The Thackray Museum of Medicine is the UK’s leading independent medical museum located between Europe’s largest teaching hospital and some of the most deprived neighbourhoods in West Yorkshire.
The museum building first opened in 1861 as the purpose-built Leeds Union Workhouse. New buildings were gradually added to the workhouse complex including a separate infirmary, later to be renamed St James’s Hospital. By the 1990s, the old Leeds Union Workhouse building was considered unfit for modern medicine and Parliament gave permission for it to house the museum. It now has a reimagined immersive visitor experience and, through a redisplay of the collections, eleven new galleries showing how people have triumphed over disease. It became the first museum in the pandemic to host a vaccination centre delivering 50,000 Pfizer vaccines. Tackling a range of medical subjects and enterprising outreach projects, the Thackray Museum has worked with schools to generate content to reinforce the science behind handwashing, created the online exhibition Mothers in Lockdown, and it became a locus for food distribution and converted an ambulance to carry out outreach projects around the city.
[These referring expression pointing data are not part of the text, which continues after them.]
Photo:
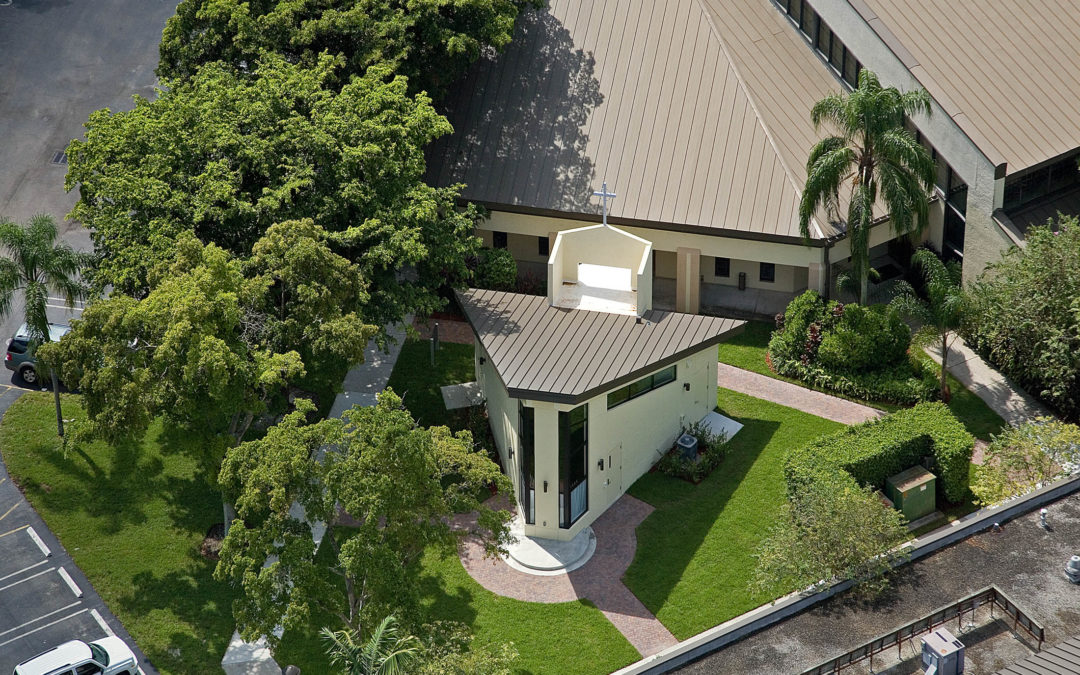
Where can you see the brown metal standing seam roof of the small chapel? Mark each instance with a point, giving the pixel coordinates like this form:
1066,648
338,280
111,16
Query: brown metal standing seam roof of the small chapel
566,356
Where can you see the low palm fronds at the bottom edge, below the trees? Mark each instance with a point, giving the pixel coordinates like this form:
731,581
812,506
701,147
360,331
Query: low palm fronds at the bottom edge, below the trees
388,652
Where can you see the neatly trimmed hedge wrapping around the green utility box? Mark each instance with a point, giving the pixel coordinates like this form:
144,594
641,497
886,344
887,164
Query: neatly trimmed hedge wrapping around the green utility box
872,452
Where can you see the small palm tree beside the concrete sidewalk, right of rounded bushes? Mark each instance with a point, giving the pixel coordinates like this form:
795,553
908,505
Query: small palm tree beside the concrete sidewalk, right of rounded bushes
942,313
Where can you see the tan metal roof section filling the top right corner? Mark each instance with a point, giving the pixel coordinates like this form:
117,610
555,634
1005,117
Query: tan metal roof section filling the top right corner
1008,72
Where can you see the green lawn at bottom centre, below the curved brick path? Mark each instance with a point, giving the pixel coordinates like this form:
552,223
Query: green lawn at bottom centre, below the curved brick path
550,639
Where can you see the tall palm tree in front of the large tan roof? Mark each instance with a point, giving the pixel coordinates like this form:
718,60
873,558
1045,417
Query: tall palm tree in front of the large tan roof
877,157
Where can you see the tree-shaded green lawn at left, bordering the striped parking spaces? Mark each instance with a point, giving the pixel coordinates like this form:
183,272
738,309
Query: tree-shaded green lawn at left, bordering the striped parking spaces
133,518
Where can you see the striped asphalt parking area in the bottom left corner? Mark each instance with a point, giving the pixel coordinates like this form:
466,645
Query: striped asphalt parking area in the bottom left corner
45,599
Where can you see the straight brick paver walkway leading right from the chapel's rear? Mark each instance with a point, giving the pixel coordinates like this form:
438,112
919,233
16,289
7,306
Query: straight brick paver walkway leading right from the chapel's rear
793,396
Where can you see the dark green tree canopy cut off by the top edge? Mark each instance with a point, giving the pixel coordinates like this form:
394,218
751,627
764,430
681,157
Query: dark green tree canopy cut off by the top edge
429,42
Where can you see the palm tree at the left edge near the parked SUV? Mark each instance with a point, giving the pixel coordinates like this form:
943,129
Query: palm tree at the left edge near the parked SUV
37,265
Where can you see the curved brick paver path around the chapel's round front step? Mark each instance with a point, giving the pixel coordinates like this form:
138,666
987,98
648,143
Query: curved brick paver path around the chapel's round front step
600,580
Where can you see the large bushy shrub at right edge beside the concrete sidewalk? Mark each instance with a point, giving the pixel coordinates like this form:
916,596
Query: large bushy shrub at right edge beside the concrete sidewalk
1027,317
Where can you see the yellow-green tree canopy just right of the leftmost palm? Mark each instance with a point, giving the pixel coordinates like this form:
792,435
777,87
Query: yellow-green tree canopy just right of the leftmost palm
182,353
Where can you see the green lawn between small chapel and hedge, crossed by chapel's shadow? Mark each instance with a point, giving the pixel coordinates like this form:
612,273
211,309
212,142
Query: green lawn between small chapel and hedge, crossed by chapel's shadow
695,552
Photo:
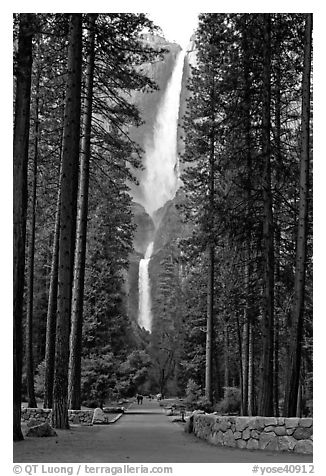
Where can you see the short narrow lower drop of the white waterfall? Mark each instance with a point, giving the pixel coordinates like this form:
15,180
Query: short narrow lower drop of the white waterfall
145,313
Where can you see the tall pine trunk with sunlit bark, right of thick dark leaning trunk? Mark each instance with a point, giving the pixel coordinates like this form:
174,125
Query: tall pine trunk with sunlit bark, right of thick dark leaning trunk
80,252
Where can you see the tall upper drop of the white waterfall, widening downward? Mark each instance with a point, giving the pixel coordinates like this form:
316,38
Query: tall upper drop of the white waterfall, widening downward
160,181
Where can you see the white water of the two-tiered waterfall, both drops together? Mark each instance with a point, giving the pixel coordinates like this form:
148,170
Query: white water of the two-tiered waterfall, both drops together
161,178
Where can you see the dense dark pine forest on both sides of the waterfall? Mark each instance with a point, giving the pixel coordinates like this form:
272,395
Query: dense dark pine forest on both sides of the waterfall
232,298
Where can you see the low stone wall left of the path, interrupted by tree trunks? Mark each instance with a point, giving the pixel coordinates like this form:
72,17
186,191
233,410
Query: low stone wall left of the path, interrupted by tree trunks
35,416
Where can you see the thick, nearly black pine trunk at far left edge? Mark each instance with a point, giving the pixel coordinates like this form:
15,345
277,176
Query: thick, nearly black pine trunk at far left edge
20,159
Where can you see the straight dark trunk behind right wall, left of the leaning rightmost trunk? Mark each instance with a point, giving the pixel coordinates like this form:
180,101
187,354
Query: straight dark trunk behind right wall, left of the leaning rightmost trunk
265,404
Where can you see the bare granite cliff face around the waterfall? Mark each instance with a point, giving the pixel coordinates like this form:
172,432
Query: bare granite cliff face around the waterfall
164,226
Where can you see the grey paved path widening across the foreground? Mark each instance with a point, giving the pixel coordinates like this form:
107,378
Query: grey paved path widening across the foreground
143,435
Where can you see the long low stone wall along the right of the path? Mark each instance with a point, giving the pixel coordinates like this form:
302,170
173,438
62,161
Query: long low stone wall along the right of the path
265,433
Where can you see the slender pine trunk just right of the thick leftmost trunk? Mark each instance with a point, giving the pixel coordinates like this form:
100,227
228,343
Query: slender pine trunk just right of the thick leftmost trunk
30,264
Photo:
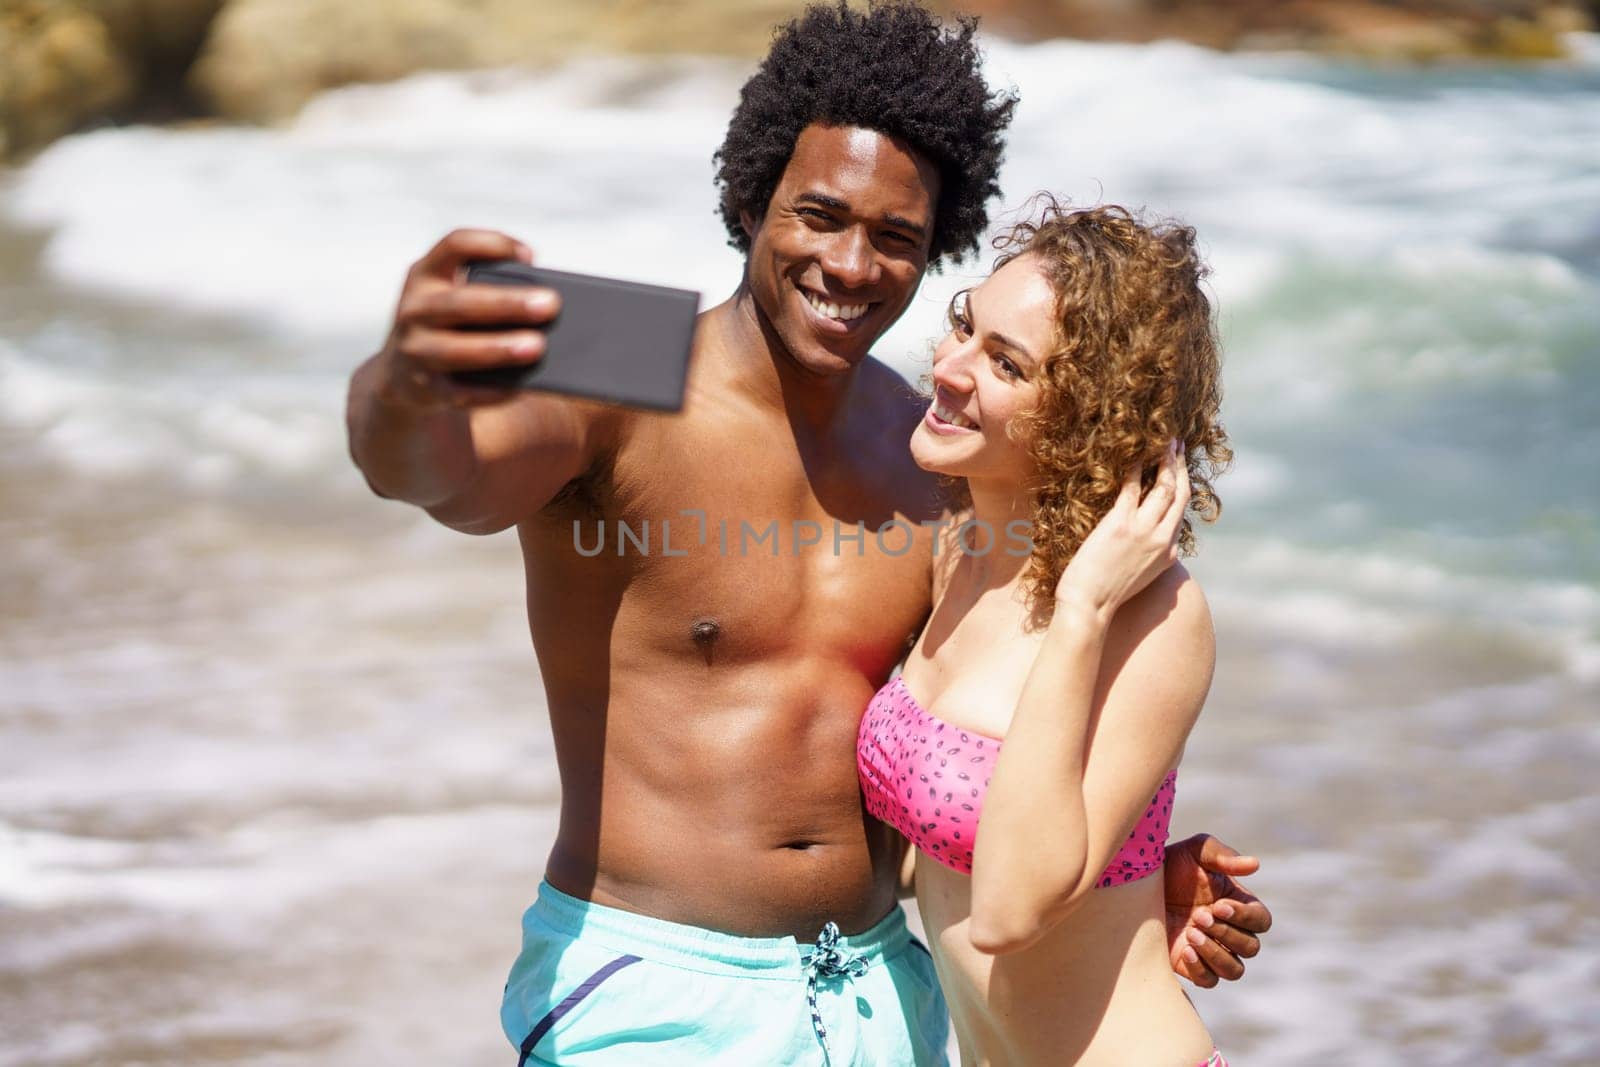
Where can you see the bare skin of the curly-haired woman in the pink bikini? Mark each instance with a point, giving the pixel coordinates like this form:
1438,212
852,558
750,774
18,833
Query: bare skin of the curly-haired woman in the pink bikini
1108,957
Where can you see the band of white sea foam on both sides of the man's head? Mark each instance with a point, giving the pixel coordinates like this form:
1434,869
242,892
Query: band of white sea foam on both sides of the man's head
607,169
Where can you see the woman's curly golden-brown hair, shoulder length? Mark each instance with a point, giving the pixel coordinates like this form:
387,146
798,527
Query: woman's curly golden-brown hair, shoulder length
1137,364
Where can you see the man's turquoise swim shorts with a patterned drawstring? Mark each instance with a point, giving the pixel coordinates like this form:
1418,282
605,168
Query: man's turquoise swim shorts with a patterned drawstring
602,988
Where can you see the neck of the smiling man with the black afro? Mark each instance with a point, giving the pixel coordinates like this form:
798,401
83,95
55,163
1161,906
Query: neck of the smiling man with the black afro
759,366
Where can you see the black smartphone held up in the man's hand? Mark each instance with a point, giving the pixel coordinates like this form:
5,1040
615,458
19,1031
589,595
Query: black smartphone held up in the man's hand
617,342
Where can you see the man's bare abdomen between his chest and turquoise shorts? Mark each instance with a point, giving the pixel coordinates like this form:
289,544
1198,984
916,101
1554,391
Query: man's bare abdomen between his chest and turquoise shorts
726,801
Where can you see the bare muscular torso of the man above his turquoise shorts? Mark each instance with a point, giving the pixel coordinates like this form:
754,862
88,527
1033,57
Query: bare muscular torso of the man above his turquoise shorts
705,706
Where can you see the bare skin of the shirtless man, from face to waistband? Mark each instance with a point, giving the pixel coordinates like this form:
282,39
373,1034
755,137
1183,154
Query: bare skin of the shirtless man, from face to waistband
703,706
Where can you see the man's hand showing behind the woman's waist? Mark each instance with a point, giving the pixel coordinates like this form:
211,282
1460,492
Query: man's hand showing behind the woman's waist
1214,924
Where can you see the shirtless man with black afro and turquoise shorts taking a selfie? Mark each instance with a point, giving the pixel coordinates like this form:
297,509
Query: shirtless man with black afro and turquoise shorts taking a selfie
716,893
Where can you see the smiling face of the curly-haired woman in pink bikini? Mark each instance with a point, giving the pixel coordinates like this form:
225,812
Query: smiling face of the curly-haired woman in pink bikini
985,374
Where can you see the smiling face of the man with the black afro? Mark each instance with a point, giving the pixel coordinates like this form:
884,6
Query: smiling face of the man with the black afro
844,244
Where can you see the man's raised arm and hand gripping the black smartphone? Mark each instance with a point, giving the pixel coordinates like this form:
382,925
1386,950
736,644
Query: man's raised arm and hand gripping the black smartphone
478,460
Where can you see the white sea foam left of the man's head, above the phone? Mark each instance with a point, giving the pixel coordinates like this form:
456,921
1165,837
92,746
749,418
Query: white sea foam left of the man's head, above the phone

Located in the Scottish Highlands, Timespan comprises a local history museum, contemporary art programme, geology and herb gardens, shop, bakery and café. Timespan responds to urgent contemporary issues that are rooted in the local context of remote, rural Scotland, with a global and multi-disciplinary perspective to produce four projects a year, each aligned with broader social movements, alongside a programme of artist residencies. Timespan has operated as a social hub for the community during the pandemic and demonstrated a clear ambition for art and heritage. In the past year, the exhibition Real Rights reframed local history with the intersection of climate change and colonialism, the YASS (Youth Actions Social Squad) activity packs were sent to homes of local village children that tackled themes of social justice in creative ways, a consequence of which was the formation of a young gardeners’ association, and the online cooking show Recipes for a Disaster provide popular with the feature of local produce and producers.